Pochodzące z komety Swift-Tuttle meteory to stały element polskiego lata. Aktywne od połowy lipca, swoje maksimum osiągają w sierpniu. Rozgwieżdżone niebo pełne jest wówczas "spadających gwiazd". Migające na niebie Perseidy wchodzą w atmosferę ziemską z prędkością 60 kilometrów na sekundę, by wskutek tarcia spalić się na wysokości od 80 do 300 km.

W tym roku maksimum roju wypada 12 sierpnia między godzinami 9 a 21.30. Jednak już podczas minionych nocy można było zaobserwować jego przejawy.

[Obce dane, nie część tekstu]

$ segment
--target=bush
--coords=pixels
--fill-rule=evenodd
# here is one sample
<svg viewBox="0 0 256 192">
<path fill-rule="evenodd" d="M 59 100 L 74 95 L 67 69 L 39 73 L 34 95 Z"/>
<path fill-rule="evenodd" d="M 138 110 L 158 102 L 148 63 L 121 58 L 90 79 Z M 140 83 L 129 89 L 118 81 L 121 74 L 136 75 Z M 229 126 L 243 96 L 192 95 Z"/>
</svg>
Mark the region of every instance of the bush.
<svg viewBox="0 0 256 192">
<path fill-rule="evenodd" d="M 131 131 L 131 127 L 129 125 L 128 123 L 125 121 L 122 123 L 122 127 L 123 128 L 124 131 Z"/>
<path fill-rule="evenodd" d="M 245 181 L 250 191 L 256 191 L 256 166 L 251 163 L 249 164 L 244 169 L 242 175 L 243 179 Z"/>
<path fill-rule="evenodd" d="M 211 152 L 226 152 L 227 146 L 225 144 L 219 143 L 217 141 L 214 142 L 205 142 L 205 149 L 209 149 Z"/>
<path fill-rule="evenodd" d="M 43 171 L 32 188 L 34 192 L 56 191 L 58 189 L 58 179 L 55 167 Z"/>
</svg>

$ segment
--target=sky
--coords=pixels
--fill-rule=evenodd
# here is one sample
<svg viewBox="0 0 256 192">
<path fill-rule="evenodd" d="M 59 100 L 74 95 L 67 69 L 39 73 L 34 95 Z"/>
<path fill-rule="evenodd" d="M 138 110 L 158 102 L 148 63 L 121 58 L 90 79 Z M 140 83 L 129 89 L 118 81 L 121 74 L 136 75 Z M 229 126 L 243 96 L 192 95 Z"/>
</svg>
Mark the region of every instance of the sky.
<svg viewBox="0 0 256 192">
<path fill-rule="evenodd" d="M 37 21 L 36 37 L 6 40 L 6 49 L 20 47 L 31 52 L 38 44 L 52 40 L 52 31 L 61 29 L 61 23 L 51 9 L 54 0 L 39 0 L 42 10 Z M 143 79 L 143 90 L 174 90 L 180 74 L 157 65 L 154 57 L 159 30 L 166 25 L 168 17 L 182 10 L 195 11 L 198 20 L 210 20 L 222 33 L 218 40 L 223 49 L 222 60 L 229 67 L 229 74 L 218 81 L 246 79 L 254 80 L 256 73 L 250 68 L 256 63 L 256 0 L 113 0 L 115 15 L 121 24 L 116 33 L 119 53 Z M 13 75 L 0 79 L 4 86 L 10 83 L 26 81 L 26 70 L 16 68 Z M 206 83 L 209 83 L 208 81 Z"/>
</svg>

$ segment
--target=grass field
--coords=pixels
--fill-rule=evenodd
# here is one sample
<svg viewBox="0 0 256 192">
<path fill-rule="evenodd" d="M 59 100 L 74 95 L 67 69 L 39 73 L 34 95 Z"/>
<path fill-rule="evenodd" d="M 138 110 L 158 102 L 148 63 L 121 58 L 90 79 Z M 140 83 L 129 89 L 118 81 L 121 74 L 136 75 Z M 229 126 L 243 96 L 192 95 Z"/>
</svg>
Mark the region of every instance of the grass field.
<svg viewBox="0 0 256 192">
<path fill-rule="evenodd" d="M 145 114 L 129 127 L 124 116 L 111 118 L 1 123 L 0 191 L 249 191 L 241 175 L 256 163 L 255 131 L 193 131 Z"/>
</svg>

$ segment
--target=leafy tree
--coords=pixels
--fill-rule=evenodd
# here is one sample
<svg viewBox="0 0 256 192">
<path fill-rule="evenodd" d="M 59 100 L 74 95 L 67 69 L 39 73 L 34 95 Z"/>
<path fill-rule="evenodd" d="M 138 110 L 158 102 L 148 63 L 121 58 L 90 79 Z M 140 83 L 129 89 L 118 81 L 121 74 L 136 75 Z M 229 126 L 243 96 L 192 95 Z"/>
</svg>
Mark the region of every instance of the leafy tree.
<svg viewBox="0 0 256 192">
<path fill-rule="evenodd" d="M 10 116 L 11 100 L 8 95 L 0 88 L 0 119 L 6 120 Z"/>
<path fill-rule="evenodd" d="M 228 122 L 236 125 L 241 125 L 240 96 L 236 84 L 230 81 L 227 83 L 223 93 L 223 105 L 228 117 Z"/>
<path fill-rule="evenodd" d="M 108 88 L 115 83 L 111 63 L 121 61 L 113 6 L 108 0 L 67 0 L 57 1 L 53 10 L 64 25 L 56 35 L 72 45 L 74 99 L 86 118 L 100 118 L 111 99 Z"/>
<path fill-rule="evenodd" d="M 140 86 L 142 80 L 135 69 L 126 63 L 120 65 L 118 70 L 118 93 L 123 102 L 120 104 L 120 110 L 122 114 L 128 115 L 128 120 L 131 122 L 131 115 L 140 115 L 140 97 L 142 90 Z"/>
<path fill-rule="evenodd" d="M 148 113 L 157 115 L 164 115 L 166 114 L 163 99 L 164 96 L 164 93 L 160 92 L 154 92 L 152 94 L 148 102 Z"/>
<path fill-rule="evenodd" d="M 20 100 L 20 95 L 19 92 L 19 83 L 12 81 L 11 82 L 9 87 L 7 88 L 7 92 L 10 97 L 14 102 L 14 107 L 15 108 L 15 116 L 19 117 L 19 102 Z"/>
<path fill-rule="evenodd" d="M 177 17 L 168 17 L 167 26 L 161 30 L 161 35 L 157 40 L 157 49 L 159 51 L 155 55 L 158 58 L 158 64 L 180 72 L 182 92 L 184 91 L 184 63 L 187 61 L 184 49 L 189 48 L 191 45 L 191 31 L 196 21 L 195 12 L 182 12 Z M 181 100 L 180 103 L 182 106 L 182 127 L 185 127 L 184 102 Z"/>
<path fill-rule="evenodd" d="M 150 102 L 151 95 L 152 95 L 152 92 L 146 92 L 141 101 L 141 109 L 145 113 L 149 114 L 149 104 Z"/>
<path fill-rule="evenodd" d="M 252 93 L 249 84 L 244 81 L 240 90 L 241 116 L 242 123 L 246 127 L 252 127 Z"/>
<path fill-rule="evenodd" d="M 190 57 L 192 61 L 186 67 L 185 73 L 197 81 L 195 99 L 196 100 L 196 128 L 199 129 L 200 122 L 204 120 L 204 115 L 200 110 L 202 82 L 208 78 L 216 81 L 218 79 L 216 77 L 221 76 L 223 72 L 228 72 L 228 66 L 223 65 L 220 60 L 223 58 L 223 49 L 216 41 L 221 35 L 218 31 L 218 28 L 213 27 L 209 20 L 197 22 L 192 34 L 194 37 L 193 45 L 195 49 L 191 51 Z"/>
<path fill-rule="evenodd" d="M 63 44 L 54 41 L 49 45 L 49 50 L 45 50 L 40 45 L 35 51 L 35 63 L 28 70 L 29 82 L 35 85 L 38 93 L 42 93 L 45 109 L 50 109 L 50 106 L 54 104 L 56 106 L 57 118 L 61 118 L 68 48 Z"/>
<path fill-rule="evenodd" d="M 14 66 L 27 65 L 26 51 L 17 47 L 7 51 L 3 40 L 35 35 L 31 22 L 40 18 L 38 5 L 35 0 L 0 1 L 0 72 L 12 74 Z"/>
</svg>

Do tej pory obserwacje utrudniał jasny Księżyc, który 2 sierpnia znalazł się w pełni. W najbliższy czwartek nasz satelita będzie już w ostatniej kwadrze, co - w przypadku bezchmurnego nieba - powinno dać doskonałe warunki do obserwacji. Ta uwarunkowana jest też brakiem sztucznych źródeł światła, dlatego najlepiej wybrać ciemne miejsce, z którego widać cały nieboskłon. Bo choć Perseidy wybiegają z miejsca znajdującego się na pograniczu gwiazdozbiorów Perseusza, Kasjopei i Żyrafy, to jednak widać je na całym niebie. Istotna jest adaptacja oczu do ciemności - latarki czy telefony komórkowe zostawmy więc w domu. Nawet niewielkie źródło światła ogranicza bowiem możliwość obserwacji.

Ziemianie obserwują Perseidy już od ponad dwóch tysięcy lat. Pierwsze wzmianki o roju meteorów pochodzą z Bliskiego Wschodu. Czasem nazywa się je "łzami św. Wawrzyńca", od świętego, który zmarł śmiercią męczeńską 10 sierpnia 258 roku w Rzymie. Przypiekany na ruszcie, miał płakać wraz z nocnym niebem nad grzechami świata.